Vidéos de Sainte-Soline : « Quand une doctrine de maintien de l’ordre a pour pivot l’usage des armes, elle produit forcément des violences systémiques »
Consignes illégales, tirs dangereux, insultes : publiées par Mediapart et Libération, les vidéos enregistrées par les caméras-piétons des gendarmes mobiles qui sont intervenus, le 25 mars 2023, à Sainte-Soline (Deux-Sèvres), lors d’une manifestation contre une mégabassine, révèlent nombre de manquements. Les forces de l’ordre sont-elles de plus en plus violentes ? Nous avons posé la question au politiste Sebastian Roché, directeur de recherche au CNRS et coauteur de La Police contre la rue (Grasset, 2023). Il a publié en 2024, dans la revue juridique Civitas Europa, avec la doctorante Laural Miller, de l’Ecole des hautes études en sciences sociales et de l’université Grenoble-Alpes, une étude concluant à une « escalade de la violence » du côté des forces de l’ordre.
Que vous inspirent les vidéos enregistrées par les caméras-piétons des gendarmes mobiles, lors de la manifestation contre la mégabassine de Sainte-Soline ?
Les vidéos publiées par Libération et Mediapart viennent confirmer ce que les images existantes et les rapports des observateurs indépendants avaient déjà souligné : le niveau des violences policières par l’usage, hors cadre éthique et hors cadre légal, des armes à feu dites « à létalité réduite » – les lanceurs de balles de défense (LBD) ou de grenades lacrymogènes ainsi que les grenades explosives – constitue aujourd’hui un problème de premier ordre.
Ce que nous disent ces images, c’est que le contrôle des gendarmes n’est pas réalisé de manière satisfaisante par la hiérarchie sur place. Comment justifier que des professionnels armés qui ont été recrutés et entraînés pour opérer dans un cadre légal précis se félicitent de mutiler des manifestants ? Comment comprendre que les responsables du groupe de gendarmes les laissent faire, voire les encouragent, à faire un usage illégal des LBD ou des lanceurs de grenades en préconisant des « tirs tendus » ?
Ces agents qui tirent sur des citoyens en colère ne représentant aucune menace pour la République ne sont pas isolés : ils sont en groupe et ils travaillent avec le soutien de leur encadrement. C’est d’ailleurs sous l’autorité du colonel qui dirige les opérations sur place que des unités sur quads ont été envoyés dans la mêlée : ils tirent au LBD ou au lanceur de grenades sur une foule en mouvement. C’est une situation accablante – et à peine croyable.(…)

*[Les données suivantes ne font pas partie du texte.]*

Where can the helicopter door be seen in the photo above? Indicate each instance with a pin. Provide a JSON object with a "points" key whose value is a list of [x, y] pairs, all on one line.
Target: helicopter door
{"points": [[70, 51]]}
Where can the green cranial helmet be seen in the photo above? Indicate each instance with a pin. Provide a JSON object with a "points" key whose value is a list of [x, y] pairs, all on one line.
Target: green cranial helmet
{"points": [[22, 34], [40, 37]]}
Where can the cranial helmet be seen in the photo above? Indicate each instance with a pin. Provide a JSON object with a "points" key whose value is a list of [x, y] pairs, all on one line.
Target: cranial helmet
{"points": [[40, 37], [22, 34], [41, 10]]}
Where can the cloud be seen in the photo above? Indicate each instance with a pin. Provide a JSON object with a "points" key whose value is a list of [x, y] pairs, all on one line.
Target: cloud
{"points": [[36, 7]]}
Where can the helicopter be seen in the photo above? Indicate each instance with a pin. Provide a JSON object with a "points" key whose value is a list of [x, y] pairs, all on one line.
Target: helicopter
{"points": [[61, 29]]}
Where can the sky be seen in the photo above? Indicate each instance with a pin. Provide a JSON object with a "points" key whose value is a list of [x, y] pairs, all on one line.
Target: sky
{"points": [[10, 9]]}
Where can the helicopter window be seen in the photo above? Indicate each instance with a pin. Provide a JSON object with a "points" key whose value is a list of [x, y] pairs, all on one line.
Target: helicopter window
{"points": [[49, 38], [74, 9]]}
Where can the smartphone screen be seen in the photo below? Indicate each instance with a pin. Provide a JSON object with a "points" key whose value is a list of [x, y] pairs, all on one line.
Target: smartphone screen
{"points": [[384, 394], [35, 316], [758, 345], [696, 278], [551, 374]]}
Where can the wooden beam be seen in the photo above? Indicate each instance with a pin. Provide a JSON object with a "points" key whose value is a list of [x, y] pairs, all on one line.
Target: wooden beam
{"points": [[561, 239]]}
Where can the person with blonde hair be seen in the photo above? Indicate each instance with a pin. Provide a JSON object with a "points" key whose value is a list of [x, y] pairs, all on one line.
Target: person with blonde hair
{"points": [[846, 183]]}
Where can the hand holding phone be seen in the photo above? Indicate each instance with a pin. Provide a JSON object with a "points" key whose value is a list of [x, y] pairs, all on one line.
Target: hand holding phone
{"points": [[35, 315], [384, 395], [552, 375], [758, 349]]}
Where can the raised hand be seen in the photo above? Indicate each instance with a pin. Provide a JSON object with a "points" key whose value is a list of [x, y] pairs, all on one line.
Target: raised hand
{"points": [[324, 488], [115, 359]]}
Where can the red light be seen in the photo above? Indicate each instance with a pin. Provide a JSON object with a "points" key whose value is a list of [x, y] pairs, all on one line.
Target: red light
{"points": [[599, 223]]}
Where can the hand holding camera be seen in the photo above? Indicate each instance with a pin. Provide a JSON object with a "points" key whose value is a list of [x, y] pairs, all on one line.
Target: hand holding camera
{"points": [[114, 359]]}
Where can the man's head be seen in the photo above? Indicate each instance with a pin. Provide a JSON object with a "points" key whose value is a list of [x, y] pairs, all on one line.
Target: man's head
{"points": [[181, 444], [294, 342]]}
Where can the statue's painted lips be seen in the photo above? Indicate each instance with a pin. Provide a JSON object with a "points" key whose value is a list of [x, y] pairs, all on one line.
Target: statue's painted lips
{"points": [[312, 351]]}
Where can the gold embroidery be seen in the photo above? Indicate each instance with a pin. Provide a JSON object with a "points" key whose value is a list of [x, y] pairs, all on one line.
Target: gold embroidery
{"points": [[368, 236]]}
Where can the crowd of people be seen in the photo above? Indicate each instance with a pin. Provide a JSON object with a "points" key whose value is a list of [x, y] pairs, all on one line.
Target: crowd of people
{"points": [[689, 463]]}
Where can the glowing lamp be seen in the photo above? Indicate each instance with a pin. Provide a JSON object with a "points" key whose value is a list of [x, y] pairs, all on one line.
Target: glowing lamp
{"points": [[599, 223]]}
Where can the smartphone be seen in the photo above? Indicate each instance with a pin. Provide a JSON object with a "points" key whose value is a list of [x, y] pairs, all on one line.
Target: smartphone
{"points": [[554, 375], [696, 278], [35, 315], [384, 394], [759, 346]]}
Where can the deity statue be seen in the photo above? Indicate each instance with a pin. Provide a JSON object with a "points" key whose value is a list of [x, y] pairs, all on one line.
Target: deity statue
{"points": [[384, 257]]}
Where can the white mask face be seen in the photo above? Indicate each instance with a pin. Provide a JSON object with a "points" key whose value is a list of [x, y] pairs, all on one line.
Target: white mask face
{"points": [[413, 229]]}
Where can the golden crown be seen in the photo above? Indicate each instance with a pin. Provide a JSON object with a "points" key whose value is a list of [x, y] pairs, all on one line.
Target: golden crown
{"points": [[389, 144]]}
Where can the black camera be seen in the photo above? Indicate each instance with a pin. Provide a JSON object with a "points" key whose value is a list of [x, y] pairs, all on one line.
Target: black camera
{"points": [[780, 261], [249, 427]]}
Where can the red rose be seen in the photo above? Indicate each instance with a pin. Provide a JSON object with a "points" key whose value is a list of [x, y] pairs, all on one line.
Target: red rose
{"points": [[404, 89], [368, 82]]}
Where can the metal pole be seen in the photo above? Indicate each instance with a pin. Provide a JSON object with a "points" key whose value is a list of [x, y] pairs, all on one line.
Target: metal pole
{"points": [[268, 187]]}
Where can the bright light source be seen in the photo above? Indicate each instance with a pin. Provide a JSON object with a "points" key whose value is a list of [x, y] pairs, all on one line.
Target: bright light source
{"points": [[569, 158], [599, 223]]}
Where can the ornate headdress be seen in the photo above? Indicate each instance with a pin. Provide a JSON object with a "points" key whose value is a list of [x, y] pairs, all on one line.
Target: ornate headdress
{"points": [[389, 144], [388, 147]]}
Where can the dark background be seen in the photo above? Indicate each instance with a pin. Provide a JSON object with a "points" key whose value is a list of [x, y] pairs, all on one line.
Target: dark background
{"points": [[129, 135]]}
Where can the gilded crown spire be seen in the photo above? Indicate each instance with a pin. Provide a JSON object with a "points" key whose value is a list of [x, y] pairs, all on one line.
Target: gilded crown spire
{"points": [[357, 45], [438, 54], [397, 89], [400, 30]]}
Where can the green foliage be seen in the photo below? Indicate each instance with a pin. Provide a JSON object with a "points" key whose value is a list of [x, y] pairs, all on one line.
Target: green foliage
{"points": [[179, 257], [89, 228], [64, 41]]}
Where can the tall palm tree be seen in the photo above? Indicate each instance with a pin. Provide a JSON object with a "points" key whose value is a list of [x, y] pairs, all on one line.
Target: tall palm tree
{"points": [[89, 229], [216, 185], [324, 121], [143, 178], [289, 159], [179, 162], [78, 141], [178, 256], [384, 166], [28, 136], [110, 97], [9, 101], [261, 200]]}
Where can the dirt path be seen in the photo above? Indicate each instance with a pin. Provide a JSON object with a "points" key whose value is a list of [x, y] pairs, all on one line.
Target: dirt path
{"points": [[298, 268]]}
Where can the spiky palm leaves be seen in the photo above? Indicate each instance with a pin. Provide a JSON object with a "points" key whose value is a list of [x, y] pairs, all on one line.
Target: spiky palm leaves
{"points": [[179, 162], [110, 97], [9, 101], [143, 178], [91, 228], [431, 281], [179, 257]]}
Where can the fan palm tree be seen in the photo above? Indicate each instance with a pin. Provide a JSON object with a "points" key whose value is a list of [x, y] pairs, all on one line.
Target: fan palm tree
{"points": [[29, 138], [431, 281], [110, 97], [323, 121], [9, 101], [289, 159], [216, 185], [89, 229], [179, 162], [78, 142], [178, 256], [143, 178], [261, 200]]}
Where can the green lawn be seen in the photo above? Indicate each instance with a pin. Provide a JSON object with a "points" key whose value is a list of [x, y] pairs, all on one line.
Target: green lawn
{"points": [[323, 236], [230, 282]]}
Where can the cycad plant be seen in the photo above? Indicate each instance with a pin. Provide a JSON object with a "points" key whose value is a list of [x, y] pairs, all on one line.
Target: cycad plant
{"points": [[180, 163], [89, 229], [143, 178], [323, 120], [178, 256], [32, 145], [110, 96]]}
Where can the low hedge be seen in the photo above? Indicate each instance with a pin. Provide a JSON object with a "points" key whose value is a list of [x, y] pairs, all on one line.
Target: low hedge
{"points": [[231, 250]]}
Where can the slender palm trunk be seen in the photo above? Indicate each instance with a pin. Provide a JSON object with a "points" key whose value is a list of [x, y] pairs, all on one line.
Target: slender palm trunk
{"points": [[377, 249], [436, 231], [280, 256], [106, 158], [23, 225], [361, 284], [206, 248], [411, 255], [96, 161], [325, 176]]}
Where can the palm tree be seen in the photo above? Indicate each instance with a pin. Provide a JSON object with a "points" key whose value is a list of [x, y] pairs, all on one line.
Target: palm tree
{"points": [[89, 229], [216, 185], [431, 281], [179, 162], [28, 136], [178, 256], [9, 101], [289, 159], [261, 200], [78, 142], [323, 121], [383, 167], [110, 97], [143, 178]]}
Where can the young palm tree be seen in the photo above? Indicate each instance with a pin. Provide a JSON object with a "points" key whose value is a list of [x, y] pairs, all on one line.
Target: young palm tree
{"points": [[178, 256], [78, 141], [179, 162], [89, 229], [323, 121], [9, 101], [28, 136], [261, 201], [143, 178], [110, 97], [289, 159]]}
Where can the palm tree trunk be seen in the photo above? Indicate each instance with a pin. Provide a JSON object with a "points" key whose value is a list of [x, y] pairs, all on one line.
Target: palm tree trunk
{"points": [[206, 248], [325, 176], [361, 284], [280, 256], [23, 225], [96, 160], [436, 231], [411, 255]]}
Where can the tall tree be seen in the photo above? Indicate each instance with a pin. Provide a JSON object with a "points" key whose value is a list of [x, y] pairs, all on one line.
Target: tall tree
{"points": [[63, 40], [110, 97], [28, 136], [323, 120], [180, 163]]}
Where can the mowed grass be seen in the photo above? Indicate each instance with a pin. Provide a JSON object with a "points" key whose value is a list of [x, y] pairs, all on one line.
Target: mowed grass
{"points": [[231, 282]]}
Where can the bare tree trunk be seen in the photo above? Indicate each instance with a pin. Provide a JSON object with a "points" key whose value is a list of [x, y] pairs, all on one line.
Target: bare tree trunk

L’IGGN n’a pas l’obligation procédurale de mettre en œuvre le « contradictoire », c’est-à-dire l’écoute des victimes ou des témoins des tirs – et c’est ainsi qu’elle conclut à la parfaite légalité du comportement des gendarmes engagés à Sainte-Soline sur la base des déclarations… des gendarmes ! (…)
Si l’on veut savoir ce qu’il s’est passé à Sainte-Soline, il faut donc questionner le cabinet du ministre qui était aux commandes, Gérald Darmanin, mais aussi le ministre lui-même.
C’est à ce niveau de responsabilité que le dispositif a été planifié :(…)
Les déclarations des gendarmes publiées par Mediapart et Libération témoignent d’une transformation de la culture professionnelle des forces de l’ordre : elles ont épousé une logique d’escalade et de confrontation. Depuis 2018, il n’y a jamais eu, en France, moins de 10 000 munitions de LBD et de grenades explosives tirées chaque année par la police et par la gendarmerie, alors qu’il y en avait moins de 500 par an avant 2015. Le modèle de l’affrontement porté par une police française allergique à la désescalade et valorisé publiquement par les préfets de police successifs de Paris est en train de contaminer la gendarmerie.
(…) lorsqu’on voit, grâce à ces vidéos, le comportement des gendarmes et de leur encadrement sur le terrain, l’expression « violences policières systémiques » est la plus appropriée.